Two on-line adaptive optimization algorithms based on input-output model identification were in simulation study applied to a high-cell-density culture of yeast for ethanol production. The model system consisted of a continuous bioreactor and a membrane filter unit for cell recycle. The objective of optimization was to maximize the ethanol productivity by manipulating dilution rate at a fixed bleeding ratio.
In one of the two algorithms tested the bilevel forgetting factor (BFF) method was used for model parameter estimation(or model identification) and in the other the regularized constant-trace method. Both parameter estimation methods are modified versions of the recursive least squares method.
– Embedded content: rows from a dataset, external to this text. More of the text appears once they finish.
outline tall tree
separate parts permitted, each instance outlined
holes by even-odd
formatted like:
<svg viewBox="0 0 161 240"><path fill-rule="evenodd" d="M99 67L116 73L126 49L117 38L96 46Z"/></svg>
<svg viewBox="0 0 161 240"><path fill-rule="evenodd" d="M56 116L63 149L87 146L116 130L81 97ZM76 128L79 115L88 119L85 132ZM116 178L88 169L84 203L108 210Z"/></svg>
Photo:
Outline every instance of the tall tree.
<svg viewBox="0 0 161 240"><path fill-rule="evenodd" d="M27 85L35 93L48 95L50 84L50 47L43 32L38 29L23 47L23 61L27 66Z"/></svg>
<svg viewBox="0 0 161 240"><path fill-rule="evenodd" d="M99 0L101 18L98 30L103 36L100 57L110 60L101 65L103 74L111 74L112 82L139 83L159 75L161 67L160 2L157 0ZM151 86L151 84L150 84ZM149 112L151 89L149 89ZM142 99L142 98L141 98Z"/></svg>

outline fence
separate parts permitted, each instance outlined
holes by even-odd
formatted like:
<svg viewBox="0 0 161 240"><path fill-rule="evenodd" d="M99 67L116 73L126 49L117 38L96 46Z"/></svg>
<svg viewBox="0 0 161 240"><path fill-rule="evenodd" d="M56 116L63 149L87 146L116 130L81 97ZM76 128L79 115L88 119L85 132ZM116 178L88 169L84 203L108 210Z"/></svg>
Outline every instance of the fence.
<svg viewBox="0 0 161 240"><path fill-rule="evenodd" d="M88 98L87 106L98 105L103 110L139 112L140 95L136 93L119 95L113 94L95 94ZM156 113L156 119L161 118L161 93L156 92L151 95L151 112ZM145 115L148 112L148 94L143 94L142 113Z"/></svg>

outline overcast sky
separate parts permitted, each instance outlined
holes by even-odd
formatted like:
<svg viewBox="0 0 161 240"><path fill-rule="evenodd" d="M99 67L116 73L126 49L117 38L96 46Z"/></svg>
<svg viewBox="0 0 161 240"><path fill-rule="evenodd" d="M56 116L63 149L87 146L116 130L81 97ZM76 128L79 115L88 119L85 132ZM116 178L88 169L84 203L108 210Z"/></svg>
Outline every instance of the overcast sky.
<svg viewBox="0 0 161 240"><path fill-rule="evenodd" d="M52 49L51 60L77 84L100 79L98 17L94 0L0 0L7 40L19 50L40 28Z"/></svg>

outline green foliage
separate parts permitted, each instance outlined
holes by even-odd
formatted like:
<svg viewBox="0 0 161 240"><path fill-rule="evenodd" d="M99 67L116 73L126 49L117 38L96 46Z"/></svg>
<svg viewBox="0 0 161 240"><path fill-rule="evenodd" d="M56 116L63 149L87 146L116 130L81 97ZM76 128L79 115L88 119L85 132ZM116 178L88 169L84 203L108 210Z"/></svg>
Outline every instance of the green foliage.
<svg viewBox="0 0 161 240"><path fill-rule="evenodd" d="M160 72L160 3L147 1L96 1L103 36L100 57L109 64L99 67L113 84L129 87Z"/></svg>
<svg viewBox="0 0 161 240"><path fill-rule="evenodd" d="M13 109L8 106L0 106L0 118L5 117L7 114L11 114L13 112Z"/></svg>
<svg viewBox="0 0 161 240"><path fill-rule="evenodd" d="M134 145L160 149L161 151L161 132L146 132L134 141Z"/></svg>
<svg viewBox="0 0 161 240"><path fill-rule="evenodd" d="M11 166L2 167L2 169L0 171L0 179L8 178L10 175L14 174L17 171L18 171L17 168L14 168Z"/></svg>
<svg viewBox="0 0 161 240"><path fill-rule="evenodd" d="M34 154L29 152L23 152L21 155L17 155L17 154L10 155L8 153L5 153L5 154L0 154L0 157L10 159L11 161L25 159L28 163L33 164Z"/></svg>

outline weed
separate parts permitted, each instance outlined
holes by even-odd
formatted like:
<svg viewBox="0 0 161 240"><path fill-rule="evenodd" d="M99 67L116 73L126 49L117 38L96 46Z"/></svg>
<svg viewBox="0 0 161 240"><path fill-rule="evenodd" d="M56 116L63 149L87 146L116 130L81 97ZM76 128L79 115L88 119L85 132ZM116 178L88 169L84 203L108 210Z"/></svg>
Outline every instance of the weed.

During the course of optimization new values of the dilution rate were recurrently determined based on results of the model parameter estimation by using the steepest ascent method.
Two cases were investigated: the bleeding ratio is 0.03 and 0.10. The BFF algorithm showed a good optimization speed and accuracy when the ratio is 0.10. However, when the bleeding ratio is 0.03, which is unrealistically low, and the operation was started with a dilution rate higher than the optimum the algorithm could not effectively drive the process to the optimum steady state probably due to a increased capacity of the system. The regularized constant-trace algorithm showed a very poor parameter estimation capability and failed to optimize the process.
The long-term stability of the BFF method was tested. The process was stably maintained at the optimum point for an extended period of time up to 3000 hours, although the tendency of "estimator wind-up" was monotonically increasing with time. This estimator instability phenomenon is one of the major problems to be solved in the future study.